Du point de vue du grand public, il y a eu cette crise migratoire qui a éclaté il y a quelques années. Mais on voit bien avec le destin de ce jeune homme que cela a commencé bien plus tôt, même si ce n’était pas médiatisé. Ce phénomène a d’ailleurs été perçu comme un problème en République tchèque où les dirigeants ont rejeté les quotas migratoires. D’ailleurs la Tchéquie n’a accueilli qu’une douzaine de réfugiés. Cela a suscité un important débat au sein de la société et c’est donc d’autant plus intéressant de montrer ce film au public tchèque…OJ : « Dites bien aux Tchèques que les mineurs isolés qui arrivent en Tchéquie seront beaucoup plus polis, beaucoup moins bruyants que les Anglais ou les Français qui viennent à Prague boire de la bière en open-bar ! »
CB : « Tu travaillais quand même sur la migration depuis vingt ans. Et depuis trois, quatre ans, les routes migratoires sont utilisées en politique. C’est un sujet qui devrait être citoyen, humanitaire, et qui est en réalité politisé. Il est utilisé pour jouer sur les peurs des gens. D’ailleurs pour nous ça a été plus compliqué de travailler dès que ça s’est retrouvé dans le feu des médias en 2015. »

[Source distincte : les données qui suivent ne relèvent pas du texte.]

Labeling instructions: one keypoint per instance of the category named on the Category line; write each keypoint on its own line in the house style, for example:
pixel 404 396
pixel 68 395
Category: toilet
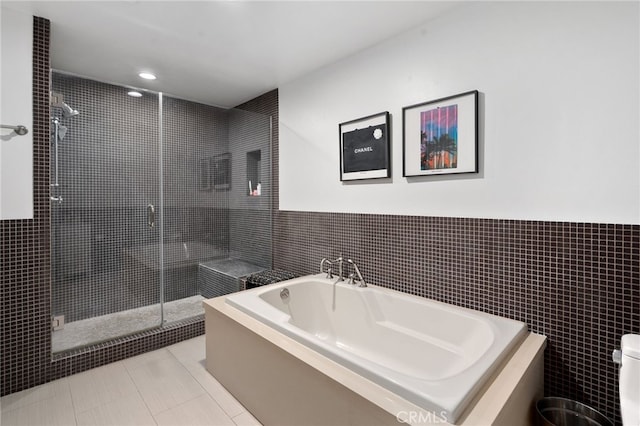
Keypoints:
pixel 628 356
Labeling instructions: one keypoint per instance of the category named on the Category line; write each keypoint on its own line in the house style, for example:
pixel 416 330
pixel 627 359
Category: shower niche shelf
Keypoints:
pixel 254 178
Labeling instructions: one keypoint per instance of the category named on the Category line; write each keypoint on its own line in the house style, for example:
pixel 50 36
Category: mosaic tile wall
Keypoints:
pixel 579 284
pixel 109 171
pixel 25 322
pixel 576 283
pixel 25 297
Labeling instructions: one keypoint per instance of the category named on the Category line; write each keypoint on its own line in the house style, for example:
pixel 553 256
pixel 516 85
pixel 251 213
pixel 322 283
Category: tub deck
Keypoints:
pixel 283 382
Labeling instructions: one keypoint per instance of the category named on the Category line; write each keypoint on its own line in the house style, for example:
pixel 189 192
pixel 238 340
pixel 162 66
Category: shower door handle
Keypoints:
pixel 151 216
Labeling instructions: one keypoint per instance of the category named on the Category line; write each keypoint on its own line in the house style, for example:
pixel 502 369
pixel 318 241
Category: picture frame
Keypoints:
pixel 221 172
pixel 440 137
pixel 364 148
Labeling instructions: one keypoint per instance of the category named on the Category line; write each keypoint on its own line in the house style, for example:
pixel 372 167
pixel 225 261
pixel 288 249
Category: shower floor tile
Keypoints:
pixel 106 327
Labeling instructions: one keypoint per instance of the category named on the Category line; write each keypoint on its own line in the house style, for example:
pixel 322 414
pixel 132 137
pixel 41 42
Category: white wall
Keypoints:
pixel 559 113
pixel 16 152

OJ : « Si on a voulu s’attacher à une histoire unique comme celle de Ghorban, c’était aussi pour montrer que c’était possible. Ghorban a eu la chance de pouvoir être pris en charge par le gouvernement français et de bénéficier d’une éducation. Résultat, aujourd’hui, il a un métier, il paye des impôts, il fait partie de la société française, il est intégré, et ses enfants seront français, comme nous. C’est plutôt une réussite. Cela peut marcher à partir du moment où on se donne les moyens d’intégrer ces populations qui arrivent. Le problème c’est quand on ne les accueille pas et on ne les intègre pas naturellement. »Quel est le rapport de Ghorban avec l’Afghanistan aujourd’hui ? On le voit revenir chez lui dans la dernière partie du film. Son retour est très émotionnel, déchirant par moments, et en même temps plein de joie…
OJ : « Il y est très lié. Aujourd’hui, c’est sa raison de vivre : il peut leur donner ce que lui-même n’a pas reçu à l’époque. Il peut faire bénéficier d’autres de la chance qu’il a eue d’être accueilli en France. Il aide sa famille et c’est ce qui lui importe. C’est aussi une motivation pour aller de l’avant et pour continuer. Il est donc bien plus intimement lié à l’Afghanistan aujourd’hui que quand il a quitté le pays. Il a retrouvé ses racines et ça lui permet de grandir. »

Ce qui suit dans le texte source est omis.